The field of Data Science is a combination of statistics and computer science methodologies that enable learning from data. A data scientist extracts information from data, and is involved with every step that must be taken to achieve this goal, from getting acquainted with the data to communicating the results in non-technical language. The Data Science Specialist program prepares students for work in the Data Science industry or government and for graduate studies in Data Science, Computer Science, or Statistics. Students in the program will benefit from a range of advanced courses in Computer Science and Statistics offered by the University of Toronto, as well as from a sequence of three integrative courses designed especially for the program.
The Data Science Specialist program comprises three fundamental and highly-integrated aspects. First, students will acquire expertise in statistical reasoning, methods, and inference essential for any data analyst. Seconds, students will receive in-depth training in computer science: the design and analysis of algorithms and data structures for handling large amounts of data, and best practices in software design. Students will receive training in machine learning, which lies at the intersection of computer and statistical sciences. The third aspect is the application of computer science and statistics to produce analyses of complex, large-scale datasets, and the communication of the results of these analyses, students will receive training in these areas by taking integrative courses that are designed specifically for the Data Science Specialist program. The courses involve experiential learning: students will be working with real large-scale datasets from the domain of business, government, and/or science. The successful student will combine their expertise in computer and statistical science to produce and communicate analyses of complex large-scale datasets.
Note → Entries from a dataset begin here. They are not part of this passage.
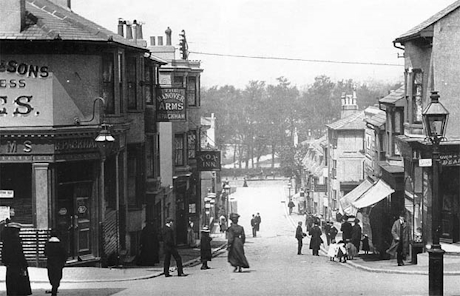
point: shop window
(134, 175)
(132, 85)
(191, 144)
(150, 156)
(17, 177)
(178, 81)
(149, 85)
(108, 83)
(191, 91)
(414, 80)
(120, 81)
(179, 149)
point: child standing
(56, 258)
(205, 248)
(366, 248)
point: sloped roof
(414, 32)
(354, 121)
(47, 21)
(377, 120)
(393, 97)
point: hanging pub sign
(451, 159)
(208, 160)
(171, 104)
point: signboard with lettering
(171, 104)
(449, 159)
(208, 160)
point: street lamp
(289, 187)
(227, 196)
(435, 117)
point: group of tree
(266, 119)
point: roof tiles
(47, 21)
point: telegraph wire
(295, 59)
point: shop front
(50, 180)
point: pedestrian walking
(235, 245)
(327, 230)
(346, 229)
(205, 248)
(17, 276)
(316, 240)
(253, 225)
(356, 234)
(290, 206)
(149, 246)
(258, 221)
(170, 249)
(222, 223)
(400, 245)
(333, 231)
(56, 257)
(299, 235)
(365, 244)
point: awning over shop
(348, 199)
(376, 193)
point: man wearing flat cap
(170, 249)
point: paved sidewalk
(190, 257)
(372, 263)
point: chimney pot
(129, 31)
(168, 36)
(121, 26)
(12, 16)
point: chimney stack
(63, 3)
(168, 36)
(121, 26)
(12, 16)
(129, 31)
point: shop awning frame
(373, 195)
(346, 202)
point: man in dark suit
(299, 235)
(170, 248)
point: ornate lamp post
(289, 187)
(227, 199)
(435, 117)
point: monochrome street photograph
(246, 147)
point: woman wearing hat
(17, 277)
(205, 248)
(235, 246)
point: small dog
(351, 250)
(332, 251)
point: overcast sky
(300, 34)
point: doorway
(73, 217)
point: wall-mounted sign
(425, 162)
(450, 159)
(208, 160)
(171, 104)
(6, 193)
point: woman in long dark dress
(235, 246)
(17, 277)
(316, 240)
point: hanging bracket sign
(6, 193)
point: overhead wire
(296, 59)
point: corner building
(61, 78)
Skills that graduates of the program will acquire include proficiency in statistical reasoning and computational thinking, data manipulation and exploration, visualization, and communication that are required for work as a data scientist, the ability to apply statistical methods to solve problems in the context of scientific research, business, and government, familiarity and experience with best practices in software development, and knowledge of current software infrastructure for handling large data sets. Graduates of the program will be able to demonstrate the ability to apply machine learning algorithms to large-scale datasets that arise in scientific research, government, and business, create appropriate data visualizations for complex datasets, identify and answer questions that involve applying statistical methods or machine learning algorithms to complex data, and communicating the results, present the results and limitations of a data analysis at an appropriate technical level for the intended audience.